Marmite chicken
200 g Basmati Rice
3 Eggs
2 Cloves Garlic
5 tbsp Soy Sauce
6 tbsp Rice Wine Vinegar
3½ tbsp Honey
2½ tbsp Marmite
6 tbsp Water
To serve
Spring Onion
Cornflour
Vegetable Oil
Sesame seeds
FOR THE CORNFLOUR SLURRY:
1½ tsp Cornflour
1½ tsp Water
Step 1.
Cook the rice following pack instructions.
Step 2.
Meanwhile, cut the chicken into bite-sized chunks. Crack the eggs into a bowl and whisk with a pinch of salt and black pepper. Half fill a separate bowl with cornflour.
Step 3.
Coat each piece of chicken by dipping it first in the cornflour, then the egg, then back in the cornflour.
Step 4.
Heat a wok over a medium-high heat with a good splash of vegetable oil.
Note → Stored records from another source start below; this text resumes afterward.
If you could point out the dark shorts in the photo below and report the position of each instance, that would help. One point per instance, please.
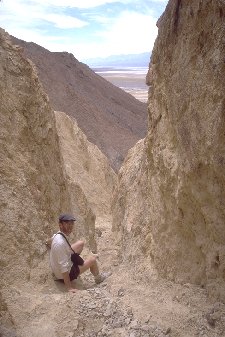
(74, 273)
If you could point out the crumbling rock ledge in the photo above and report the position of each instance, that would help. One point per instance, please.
(179, 225)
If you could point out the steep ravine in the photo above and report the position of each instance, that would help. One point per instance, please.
(166, 251)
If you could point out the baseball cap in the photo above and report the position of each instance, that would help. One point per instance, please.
(66, 217)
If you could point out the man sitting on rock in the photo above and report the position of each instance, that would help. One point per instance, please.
(65, 259)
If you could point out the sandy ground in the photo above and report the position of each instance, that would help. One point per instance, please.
(182, 310)
(124, 305)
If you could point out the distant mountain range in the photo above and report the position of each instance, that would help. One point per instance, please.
(130, 60)
(110, 118)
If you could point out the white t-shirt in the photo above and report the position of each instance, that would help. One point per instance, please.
(60, 256)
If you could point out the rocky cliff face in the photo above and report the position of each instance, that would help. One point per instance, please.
(33, 191)
(109, 117)
(34, 184)
(182, 235)
(86, 166)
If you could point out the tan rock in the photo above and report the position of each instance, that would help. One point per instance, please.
(86, 166)
(34, 187)
(185, 151)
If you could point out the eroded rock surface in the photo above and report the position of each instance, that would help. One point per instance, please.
(86, 165)
(110, 118)
(183, 237)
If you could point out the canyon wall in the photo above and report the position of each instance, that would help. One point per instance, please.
(34, 185)
(110, 118)
(173, 214)
(86, 165)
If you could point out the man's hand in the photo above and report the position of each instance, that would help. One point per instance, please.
(73, 290)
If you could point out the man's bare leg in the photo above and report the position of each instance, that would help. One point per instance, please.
(78, 246)
(91, 264)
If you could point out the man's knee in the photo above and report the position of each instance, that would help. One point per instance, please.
(92, 260)
(78, 246)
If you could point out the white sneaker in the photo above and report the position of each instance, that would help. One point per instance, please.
(101, 277)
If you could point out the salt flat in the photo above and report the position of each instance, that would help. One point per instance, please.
(129, 79)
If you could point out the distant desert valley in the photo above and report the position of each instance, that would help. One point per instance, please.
(137, 155)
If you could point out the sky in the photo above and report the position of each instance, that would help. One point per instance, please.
(85, 28)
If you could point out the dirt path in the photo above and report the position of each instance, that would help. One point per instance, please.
(169, 309)
(125, 305)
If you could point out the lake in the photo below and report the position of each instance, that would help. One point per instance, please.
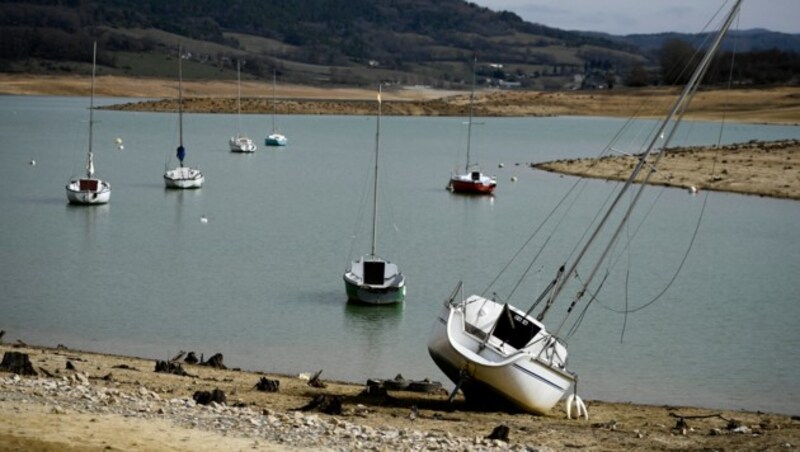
(261, 280)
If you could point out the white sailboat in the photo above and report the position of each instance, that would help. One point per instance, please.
(371, 279)
(240, 142)
(496, 352)
(275, 138)
(472, 180)
(89, 190)
(182, 176)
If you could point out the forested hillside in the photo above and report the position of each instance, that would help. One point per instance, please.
(353, 42)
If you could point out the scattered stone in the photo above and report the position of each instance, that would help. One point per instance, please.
(397, 384)
(315, 382)
(165, 367)
(206, 397)
(191, 358)
(215, 361)
(18, 363)
(499, 433)
(124, 366)
(325, 404)
(267, 385)
(425, 385)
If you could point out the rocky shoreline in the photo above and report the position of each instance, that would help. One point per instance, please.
(757, 168)
(90, 401)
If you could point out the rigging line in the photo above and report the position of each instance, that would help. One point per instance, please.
(627, 280)
(680, 107)
(534, 234)
(582, 315)
(677, 271)
(580, 179)
(362, 205)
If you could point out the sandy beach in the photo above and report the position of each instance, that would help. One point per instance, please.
(89, 401)
(763, 169)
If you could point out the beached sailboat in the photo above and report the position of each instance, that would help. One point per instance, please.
(496, 352)
(89, 189)
(240, 142)
(275, 138)
(472, 180)
(371, 279)
(182, 176)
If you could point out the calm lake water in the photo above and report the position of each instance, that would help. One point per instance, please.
(261, 281)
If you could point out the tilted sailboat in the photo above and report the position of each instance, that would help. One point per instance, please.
(240, 142)
(89, 189)
(472, 180)
(496, 352)
(275, 138)
(182, 176)
(371, 279)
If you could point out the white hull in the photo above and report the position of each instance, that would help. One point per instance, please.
(183, 177)
(76, 195)
(533, 377)
(242, 144)
(275, 139)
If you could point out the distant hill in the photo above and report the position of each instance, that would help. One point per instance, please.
(753, 40)
(348, 42)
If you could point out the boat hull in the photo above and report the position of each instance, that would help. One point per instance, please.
(371, 280)
(372, 295)
(487, 375)
(183, 177)
(473, 185)
(88, 191)
(275, 139)
(242, 144)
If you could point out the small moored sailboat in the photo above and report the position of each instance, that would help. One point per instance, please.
(496, 352)
(371, 279)
(240, 142)
(472, 180)
(182, 176)
(275, 138)
(89, 190)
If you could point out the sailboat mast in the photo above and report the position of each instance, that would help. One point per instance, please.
(680, 105)
(469, 123)
(90, 163)
(180, 96)
(273, 102)
(375, 186)
(239, 97)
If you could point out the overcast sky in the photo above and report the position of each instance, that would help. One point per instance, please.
(621, 17)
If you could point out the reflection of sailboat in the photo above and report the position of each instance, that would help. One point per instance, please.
(240, 143)
(497, 352)
(471, 181)
(371, 279)
(275, 138)
(182, 176)
(89, 189)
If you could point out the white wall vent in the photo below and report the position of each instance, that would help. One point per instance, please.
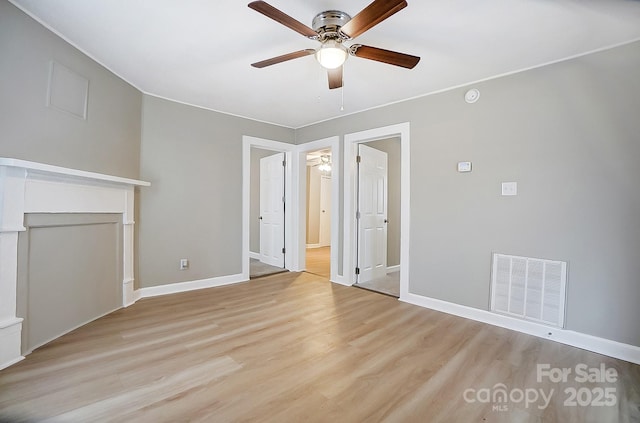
(529, 288)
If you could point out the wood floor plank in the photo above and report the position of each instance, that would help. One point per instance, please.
(294, 347)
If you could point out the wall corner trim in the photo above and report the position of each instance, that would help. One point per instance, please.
(174, 288)
(619, 350)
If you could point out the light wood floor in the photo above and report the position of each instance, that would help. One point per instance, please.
(294, 348)
(319, 261)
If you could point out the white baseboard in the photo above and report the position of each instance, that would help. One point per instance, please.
(391, 269)
(10, 342)
(66, 331)
(174, 288)
(341, 280)
(596, 344)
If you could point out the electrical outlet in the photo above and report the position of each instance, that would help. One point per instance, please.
(184, 264)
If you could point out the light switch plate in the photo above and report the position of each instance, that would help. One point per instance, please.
(464, 166)
(509, 188)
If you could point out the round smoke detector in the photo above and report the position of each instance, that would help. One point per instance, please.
(472, 95)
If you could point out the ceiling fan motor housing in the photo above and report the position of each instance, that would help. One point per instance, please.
(327, 23)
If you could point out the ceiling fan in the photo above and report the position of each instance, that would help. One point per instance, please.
(332, 28)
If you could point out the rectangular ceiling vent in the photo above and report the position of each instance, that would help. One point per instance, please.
(529, 288)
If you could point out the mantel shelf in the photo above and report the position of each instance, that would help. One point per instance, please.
(42, 167)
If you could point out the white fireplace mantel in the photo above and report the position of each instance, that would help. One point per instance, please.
(29, 187)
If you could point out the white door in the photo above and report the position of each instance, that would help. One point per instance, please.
(372, 207)
(272, 210)
(325, 211)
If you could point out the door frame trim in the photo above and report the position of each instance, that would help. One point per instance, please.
(351, 141)
(281, 147)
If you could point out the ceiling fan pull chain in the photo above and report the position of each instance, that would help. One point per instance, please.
(342, 90)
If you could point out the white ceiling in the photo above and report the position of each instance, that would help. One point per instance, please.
(199, 51)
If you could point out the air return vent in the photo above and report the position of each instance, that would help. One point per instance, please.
(529, 288)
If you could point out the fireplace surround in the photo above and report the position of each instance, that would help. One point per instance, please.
(30, 187)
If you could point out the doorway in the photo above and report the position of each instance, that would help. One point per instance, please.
(266, 253)
(378, 216)
(400, 134)
(318, 212)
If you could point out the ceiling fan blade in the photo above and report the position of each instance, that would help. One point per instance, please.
(286, 20)
(283, 58)
(335, 78)
(372, 15)
(385, 56)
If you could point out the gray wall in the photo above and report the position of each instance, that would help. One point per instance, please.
(107, 142)
(254, 208)
(77, 281)
(392, 148)
(193, 209)
(568, 134)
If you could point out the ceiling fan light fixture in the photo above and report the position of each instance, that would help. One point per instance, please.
(332, 54)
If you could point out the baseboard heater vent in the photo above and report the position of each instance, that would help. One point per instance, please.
(529, 288)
Fry the chicken in batches for 4 mins, until golden and crisp. Set aside.
Step 5.
Drain the wok and give it a wash. Dry it off, then place it back on the heat with a small splash of vegetable oil. Grate in the garlic and fry for 20 secs until fragrant. Stir in the soy sauce, vinegar, honey, Marmite and water. Bring to the boil and cook for 5 mins, skimming off any scum.
Step 6.
For the cornflour slurry, mix together the cornflour and water in a small bowl or mug. Stir it into the sauce and let everything bubble away until nicely thickened. Return the chicken to the wok, stir to coat and continue to cook for 3 mins over a medium heat. Meanwhile, thinly slice the spring onions.
Step 7.
To serve, divide the rice between bowls and top with the chicken. Pour over any extra sauce and finish with the spring onions.